Last week I discussed why it is important to have a Vision for your business. You can read it HERE if you missed it.
This week I show you how to create your vision.
Like diet and exercise, it is one thing to know something is important and another thing to actually do it. I’ve found when it comes to VISION that there are 4 common mistakes that plaque leaders:
- Not creating a vision at all;
- Not making the vision clear enough;
- Failure to adequately communicate; and
- Lack of follow-through.
Have any of these mistakes plagued you? This post will address the first two mistakes about vision: creating and clarifying your vision. I will address the latter two mistakes in a later blog post.
Preparing to Cast Your Vision:
It is important to properly prepare for creating your vision. This process should not be taken lightly or be left to chance. You are already on-board with the importance of this by reading this blog post. You know a vision is important and you want to set the destination of your business well enough to find the success you know is available.
Here are my preparation tips:
- Have a dedicated time set aside. Depending on the size and maturity of your business. I would plan for 1-3 hours to fully define and articulate your vision.
- Have a dedicated space. Typically, your normal office has too many distractions for this type of deep visioning work. This is why so many leadership teams use off-site meetings. Find a space that is clear of distractions.

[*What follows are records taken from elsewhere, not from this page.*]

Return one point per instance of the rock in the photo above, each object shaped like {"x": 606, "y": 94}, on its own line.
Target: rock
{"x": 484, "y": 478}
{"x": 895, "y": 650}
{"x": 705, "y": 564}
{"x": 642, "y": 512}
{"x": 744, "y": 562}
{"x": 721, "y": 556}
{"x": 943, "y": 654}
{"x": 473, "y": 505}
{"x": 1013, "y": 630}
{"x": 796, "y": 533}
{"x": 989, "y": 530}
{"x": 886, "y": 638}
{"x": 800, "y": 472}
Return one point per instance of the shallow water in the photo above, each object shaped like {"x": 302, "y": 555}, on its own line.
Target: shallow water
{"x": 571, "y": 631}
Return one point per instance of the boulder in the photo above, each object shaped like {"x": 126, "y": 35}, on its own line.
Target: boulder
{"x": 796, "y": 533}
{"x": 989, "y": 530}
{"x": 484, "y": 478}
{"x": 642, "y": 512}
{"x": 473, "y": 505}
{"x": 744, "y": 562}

- Have a whiteboard. Markerboards with dry erase markers are essential for me to do this type of visioning. Some people will use an electronic method (Lucidchart, mindmup.com, google doc, or something similar) but I am still sold on the value of a board on the wall.
- Involve the right people. If you are the sole business owner and single, then you can probably do this alone. For everyone else, spouses and business partners or executive leadership is required to ensure everyone is on the same page.
- Use a facilitator. The services of a coach or consultant can greatly increase your success in vision casting. And I’m not just saying that to get you as a customer (although shamelessly I’m here for that too). I sat down with a coach last week to work on my business and this was part of the conversation. I can tell you it’s helpful to have an outsider’s perspective during this process.
Now that you have the time, tools, and space it is time to begin casting your vision. These steps are the basic outline of what I do to help my clients cast their vision. The process works if you do.
- Pick a time in the future. My default is Five Years in the future but that can change based on your business.
- Imagine the world is perfect. There are no global pandemics wreaking havoc or insane market depressions that affect you. What if things were as perfect as they could be in this timeframe?
- Begin brainstorming and brain-dumping what your business would look like. This is where the whiteboard comes in handy. Be as descriptive as you can be and include all aspects of your business:
- Size (in terms of staff, total revenue, etc.)
- Space (location, offices, etc.)
- Service (what do you offer, business lines, categories, etc.)
- Customers (how many, who is your ideal customer)
- Impact and Community (how do you give back, what does your network look like)
- Time and Positions (Who spends what time working on what job? Are you active in the business or have you hired a CEO or other roles?)
- Anything else that comes to mind about your business
- Refine your brainstorming into a mental picture and written description of what your business will look like.
- TAKE A BREAK. 15 – 30 minutes of something other than vision casting. I recommend at least a walk around the building to get in a different headspace before proceeding.
- Review your vision and make any changes that come to mind.
Now you have a vision of where you are leading your business! The final step is to clarify and ensure you didn’t miss anything.
The best way to clarify your vision is to share it with a few key individuals or groups to see if it has enough clarity and you didn’t miss a blindspot. The best way to get this step done is to illicit help from someone who knows something about you and your business. Here’s a list of people that are usually in a good place to help you clarify: business coach, board of advisors, mentor, spouse, key employees/managers.
Clarity is not about changing your vision or making it into something that someone else wants. Clarifying your vision ensures you don’t have any blindspots or assumptions. Sometimes our mind makes connections that aren’t clear to others and we have to be more specific or reveal additional information. This step in seeking clarity gives you the chance to add any needed details.